Corporate Governance
Associé à une stratégie d’orientation clients et marché réussie, le gouvernement d’entreprise moderne est non seulement le fondement de la confiance de la clientèle et du public, mais aussi de celle des propriétaires, dans la mesure où il permet de renforcer et d’étayer la confiance qu’ils ont dans leur entreprise.
Le débat incessant autour des questions sur la gouvernance représente un facteur clé de réussite, pour les Banques Cantonales aussi. Il contribue notamment à minimiser les risques engendrés par des évolutions néfastes en termes de finances ou de réputation, à créer des conditions propices à un développement couronné de succès, à édifier la bonne réputation d’une entreprise et, partant, à un solide ancrage des différents instituts dans leurs environnements cantonaux respectifs.

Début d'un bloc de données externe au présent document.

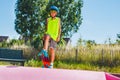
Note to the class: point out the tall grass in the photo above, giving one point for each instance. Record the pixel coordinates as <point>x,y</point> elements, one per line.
<point>102,55</point>
<point>99,57</point>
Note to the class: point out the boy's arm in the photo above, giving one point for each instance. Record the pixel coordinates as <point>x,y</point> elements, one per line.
<point>59,32</point>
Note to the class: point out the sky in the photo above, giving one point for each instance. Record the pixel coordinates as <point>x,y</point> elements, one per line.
<point>101,20</point>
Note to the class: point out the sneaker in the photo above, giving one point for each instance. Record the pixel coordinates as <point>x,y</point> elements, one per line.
<point>51,66</point>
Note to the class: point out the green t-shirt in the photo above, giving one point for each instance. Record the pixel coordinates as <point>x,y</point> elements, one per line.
<point>53,27</point>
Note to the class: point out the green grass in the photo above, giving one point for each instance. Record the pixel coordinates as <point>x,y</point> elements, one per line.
<point>96,58</point>
<point>75,66</point>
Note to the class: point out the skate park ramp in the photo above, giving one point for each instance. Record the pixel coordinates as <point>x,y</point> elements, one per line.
<point>32,73</point>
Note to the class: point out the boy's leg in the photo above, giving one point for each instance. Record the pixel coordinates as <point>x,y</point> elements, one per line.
<point>52,55</point>
<point>45,46</point>
<point>52,47</point>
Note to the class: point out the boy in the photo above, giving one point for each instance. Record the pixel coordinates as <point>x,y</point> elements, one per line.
<point>52,35</point>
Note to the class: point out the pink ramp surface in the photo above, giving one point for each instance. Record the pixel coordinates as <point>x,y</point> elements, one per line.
<point>30,73</point>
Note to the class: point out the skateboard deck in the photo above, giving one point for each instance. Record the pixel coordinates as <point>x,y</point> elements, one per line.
<point>45,61</point>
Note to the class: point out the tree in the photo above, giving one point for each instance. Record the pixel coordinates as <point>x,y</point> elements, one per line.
<point>70,14</point>
<point>31,16</point>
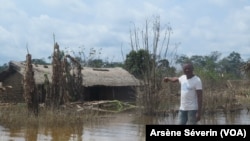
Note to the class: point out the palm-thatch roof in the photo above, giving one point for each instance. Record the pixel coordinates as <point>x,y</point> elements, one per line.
<point>91,76</point>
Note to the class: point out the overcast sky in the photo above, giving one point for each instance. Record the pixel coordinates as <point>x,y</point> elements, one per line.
<point>200,26</point>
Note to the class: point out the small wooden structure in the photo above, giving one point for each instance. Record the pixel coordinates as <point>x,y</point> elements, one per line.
<point>98,83</point>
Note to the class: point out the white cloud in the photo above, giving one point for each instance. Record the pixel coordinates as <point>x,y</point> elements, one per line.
<point>200,26</point>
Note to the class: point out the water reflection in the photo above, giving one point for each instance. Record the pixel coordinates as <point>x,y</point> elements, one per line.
<point>122,127</point>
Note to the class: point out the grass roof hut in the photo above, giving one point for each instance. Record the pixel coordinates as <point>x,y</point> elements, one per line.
<point>98,83</point>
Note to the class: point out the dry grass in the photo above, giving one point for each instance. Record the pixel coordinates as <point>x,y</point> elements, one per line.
<point>16,115</point>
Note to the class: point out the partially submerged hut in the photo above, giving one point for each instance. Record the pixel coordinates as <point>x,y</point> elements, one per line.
<point>98,83</point>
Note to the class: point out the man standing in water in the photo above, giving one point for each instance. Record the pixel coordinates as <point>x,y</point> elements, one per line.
<point>191,95</point>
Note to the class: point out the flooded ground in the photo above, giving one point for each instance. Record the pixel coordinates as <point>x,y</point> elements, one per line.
<point>118,127</point>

Pour les entreprises qui, comme les Banques Cantonales, appartiennent entièrement ou partiellement à l’Etat, mais qui, en raison de leurs activités, sont soumises aux règles du marché et de la concurrence, les questions de gouvernance sont particulièrement importantes: on assiste ici à une superposition partielle de la gouvernance d’entreprise et de la gouvernance politique. Et le véritable défi consiste à trouver le concept approprié qui favoriserait l’action conjuguée du canton, en tant que propriétaire avec son orientation politique, et celle de la Banque Cantonale, en tant qu’entreprise commerciale, ainsi que la mise en œuvre adéquate de cette solution. S’agissant de la surveillance, de la gestion et de la révision, il est tout aussi important que la banque soit organisée de manière à ce que chacun de ces organes puisse assumer sa fonction, selon les règles en vigueur, et qu’une interaction optimale entre ces différents instances soit propice à la réussite de la gestion de l’entreprise.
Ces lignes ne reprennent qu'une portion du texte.